Título: Shintaku solicita duplicação de trecho perigoso
 
Yoshimi Shintaku pede providências sobre SP-333, próximo do Distrito de Rosália
 
O presidente do Sindicato Rural de Marília, Yoshimi Shintaku, está encaminhando solicitação ao Departamento de Estradas e Rodagens (DER), para viabilização de estudos no sentido de promover melhorias na SP-333, no trecho entre a cidade de Marília e o trevo com a BR-153, considerado de grande importância para escoamento de produtos rurais por parte dos ruralistas daquela região norte da cidade de Marília, principalmente nos acessos às propriedades rurais próximas do entroncamento para as cidades de São José do Rio Preto e Araçatuba. “O trecho é perigoso e muito congestionado”, disse o dirigente.

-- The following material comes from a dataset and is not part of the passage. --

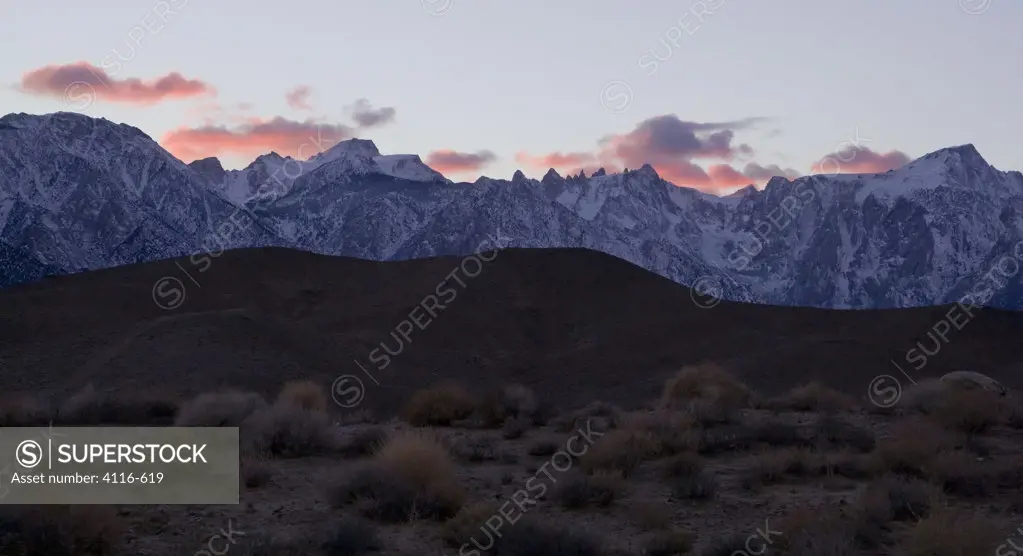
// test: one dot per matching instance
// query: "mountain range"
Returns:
(80, 194)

Segundo o líder sindical são muitas as reclamações por parte de proprietários rurais que utilizam a estrada para chegarem até o Distrito de Rosália, e região. “É uma estrada importante, que tem grande movimento de carros e caminhões, e por isso é freqüente o número de acidentes”, disse o dirigente que está mantendo contato com políticos e autoridades da área, para que estudos sejam realizados para uma possível duplicação de aproximadamente 20 quilômetros. “É preciso que algo seja feito, principalmente no acesso anterior a serra”, apontou o dirigente ao passar pelo local.

Para Yoshimi Shintaku em razão da estrada ser muito utilizada por motoristas de caminhão, por causa da BR-153, e também por ser acesso do movimento rodoviário de motoristas que chegam do sentido de Assis e Tupã, esta parte da SP-333 encontra-se estrangulada. “Forma-se filas quilométricas, sendo impossível a ultrapassagem, e a lentidão do trânsito irrita alguns motoristas que fazem manobras arriscadas”, explicou ao afirmar que constantemente o local é prejudica ainda mais por causa de acidentes.

Na opinião do presidente do Sindicato Rural de Marília por ser um local de trânsito intenso o mais viável é promover a duplicação com o canteiro central. “Desta forma os carros mais lentos dariam passagem para os demais, sem prejudicar o fluxo”, comentou ao sugerir a adaptação, mas reconhece a necessidade de estudos técnicos em virtude de ser uma região de topografia acidentada. “Tratores, charretes, transporte de trabalhadores rurais, ônibus escolares, motociclistas, ciclistas, dentre outros, são outra questão perigosa que precisa ser revista”, alertou o presidente do Sindicato Rural de Marília. “Algo precisa ser feito, para que menos pessoas se acidentem”, disse ao socorrer uma família recentemente que se acidentou no local.